The Race Is On For The AI Chip

Artificial Intelligence (‘AI’) is finally taking off, helped by big data cloud computing, and breakthroughs in neural networks (computer code that emulates large networks of very simple interconnected units, a bit like neurons in the brain) and deep learning (how we sharpen AI by structuring neural networks in multiple processing layers.)

It has been greatly boosted by the use of graphic processors (‘GPU’) which are much better able to crunch massive amounts of data required for ‘training,’ the improvement of the algorithms that drive AI.

Nvidia (NASDAQ:NVDA) has been one of the biggest beneficiaries of this trend. Its GPUs are increasingly used for the data-heavy training part of improving the algorithms that drive AI applications. Its take-up has been nothing short of spectacular.

In the latest quarter (Q1) revenues from datacenter grew a whopping 186% over Q1 2016 (after growing 205% yoy in Q4 2016). While this isn’t the only driver behind the enorm ous rally in the shares (other segments like gaming and automotive are also growing at a brisk clip), it’s the most powerful:

This growth is likely going to continue as AI is accelerating, but this is such a lucrative market that it is no wonder that competition is emerging:

Google (NASDAQ:GOOG) (NASDAQ:GOOGL) has devised the Tensor Processing Unit (TPU) especially for AI. It just recently launched the second edition of the TPU. Intel (NASDAQ:INTC) is also working on a specialized AI chip the Nervana, based on technology from the company with the same name Intel acquired a few years back.

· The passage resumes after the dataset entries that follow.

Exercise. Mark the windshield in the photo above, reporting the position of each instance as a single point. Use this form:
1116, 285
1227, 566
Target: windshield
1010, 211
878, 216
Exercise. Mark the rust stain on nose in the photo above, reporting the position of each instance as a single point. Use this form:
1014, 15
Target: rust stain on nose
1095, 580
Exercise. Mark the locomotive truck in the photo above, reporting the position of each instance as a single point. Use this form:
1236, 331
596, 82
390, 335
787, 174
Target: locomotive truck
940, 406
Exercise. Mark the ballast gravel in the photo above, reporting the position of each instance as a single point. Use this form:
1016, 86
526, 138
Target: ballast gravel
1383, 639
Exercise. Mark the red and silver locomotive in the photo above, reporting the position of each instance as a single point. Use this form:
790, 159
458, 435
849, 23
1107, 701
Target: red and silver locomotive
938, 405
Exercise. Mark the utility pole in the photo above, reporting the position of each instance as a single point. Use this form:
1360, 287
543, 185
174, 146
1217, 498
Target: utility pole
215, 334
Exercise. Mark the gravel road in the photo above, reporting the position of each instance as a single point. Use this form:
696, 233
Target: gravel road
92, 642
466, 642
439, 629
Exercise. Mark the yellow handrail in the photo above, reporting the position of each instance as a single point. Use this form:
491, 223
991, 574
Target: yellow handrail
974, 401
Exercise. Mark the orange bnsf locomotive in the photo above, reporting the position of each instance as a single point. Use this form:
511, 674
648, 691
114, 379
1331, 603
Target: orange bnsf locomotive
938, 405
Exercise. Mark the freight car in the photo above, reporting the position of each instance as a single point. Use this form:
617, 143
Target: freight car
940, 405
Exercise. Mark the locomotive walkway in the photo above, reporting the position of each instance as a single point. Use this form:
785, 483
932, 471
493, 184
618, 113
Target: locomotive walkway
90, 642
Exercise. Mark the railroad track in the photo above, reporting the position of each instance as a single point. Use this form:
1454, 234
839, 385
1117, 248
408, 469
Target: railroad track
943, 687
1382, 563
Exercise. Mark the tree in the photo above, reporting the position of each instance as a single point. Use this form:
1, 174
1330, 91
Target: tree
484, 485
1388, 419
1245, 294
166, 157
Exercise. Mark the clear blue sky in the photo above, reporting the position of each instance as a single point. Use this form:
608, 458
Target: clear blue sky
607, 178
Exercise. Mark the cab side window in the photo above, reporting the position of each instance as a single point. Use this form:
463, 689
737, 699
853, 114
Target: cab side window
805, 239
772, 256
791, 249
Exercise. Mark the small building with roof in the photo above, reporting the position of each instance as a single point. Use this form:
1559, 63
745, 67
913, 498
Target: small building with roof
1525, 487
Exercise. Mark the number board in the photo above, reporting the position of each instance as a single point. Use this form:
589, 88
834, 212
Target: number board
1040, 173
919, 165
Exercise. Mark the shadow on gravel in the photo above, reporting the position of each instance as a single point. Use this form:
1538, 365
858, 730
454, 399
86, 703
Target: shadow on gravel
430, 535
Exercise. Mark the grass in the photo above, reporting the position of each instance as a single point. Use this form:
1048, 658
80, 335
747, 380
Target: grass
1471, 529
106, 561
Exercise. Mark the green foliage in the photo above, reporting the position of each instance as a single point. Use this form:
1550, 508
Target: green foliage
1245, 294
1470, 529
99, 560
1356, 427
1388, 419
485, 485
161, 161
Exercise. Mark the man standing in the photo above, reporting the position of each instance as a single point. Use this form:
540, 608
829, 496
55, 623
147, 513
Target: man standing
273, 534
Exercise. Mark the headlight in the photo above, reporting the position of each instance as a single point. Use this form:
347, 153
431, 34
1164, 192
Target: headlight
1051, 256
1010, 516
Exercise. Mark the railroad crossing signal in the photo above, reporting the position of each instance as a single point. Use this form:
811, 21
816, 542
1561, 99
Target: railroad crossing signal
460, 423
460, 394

It’s slated for the end of the year. IBM (NYSE:IBM) is developing ‘neuromorphic’ chip called True North that mirrors the design of neural networks, but it’s still years away from the market. Some of ARM’s upcoming designs include ways to deal with machine learning like a new architecture called Dynamiq Qualcomm (NASDAQ:QCOM) has started building chips specifically for executing neural networks Apple (NASDAQ:AAPL) is working on its own AI chip, the Apple Neural Engine as discussed by SA contributor Mark Hibben Groq, a startup by some of the people who worked on Google’s TPU, is also developing an AI chip.

This emerging competition isn’t necessarily a serious threat yet. Some of these chips are actually meant for inference on mobile devices, so they do not compete directly with Nvidia’s chips.

However, there are two considerations that are relevant here. First, GPUs were not developed for AI, from Wired:

But GPUs-originally design for other purposes-are far from ideal. “They just happen to be what we have,” says Sam Altman, president of the tech accelerator Y Combinator and co-chairman of open-source AI lab OpenAI.

With their massive parallel processing capabilities, they do perform much better than CPUs, but there could be space for improvement through specifically designed chips for neural networks and deep learning. A sign of this is that quite a number of companies are embarking on this, they seem to think so.

However, one must also realize that GPUs are now an established solution, here is LeCun from Facebook (NASDAQ:FB) (from Wired):

Coders and companies are now so familiar with GPUs, he says, and they have all the tools needed to use them. “[GPUs] are going to be very hard to unseat,” he says, “because you need an entire ecosystem.

But before Nvidia shareholders rejoice, they might also want to read the next bit directly after:

But he also believes that a new breed of AI chips will significantly change the way the big internet companies execute neural networks, both in the data center and on consumer devices – everything from phones to smart lawn mowers and vacuum cleaners.

At this stage, it’s near impossible to predict how this is going to play out. Many of the chips are still in development and of the ones that exist, their performance isn’t easily comparable and they could very well be horses for slightly different courses.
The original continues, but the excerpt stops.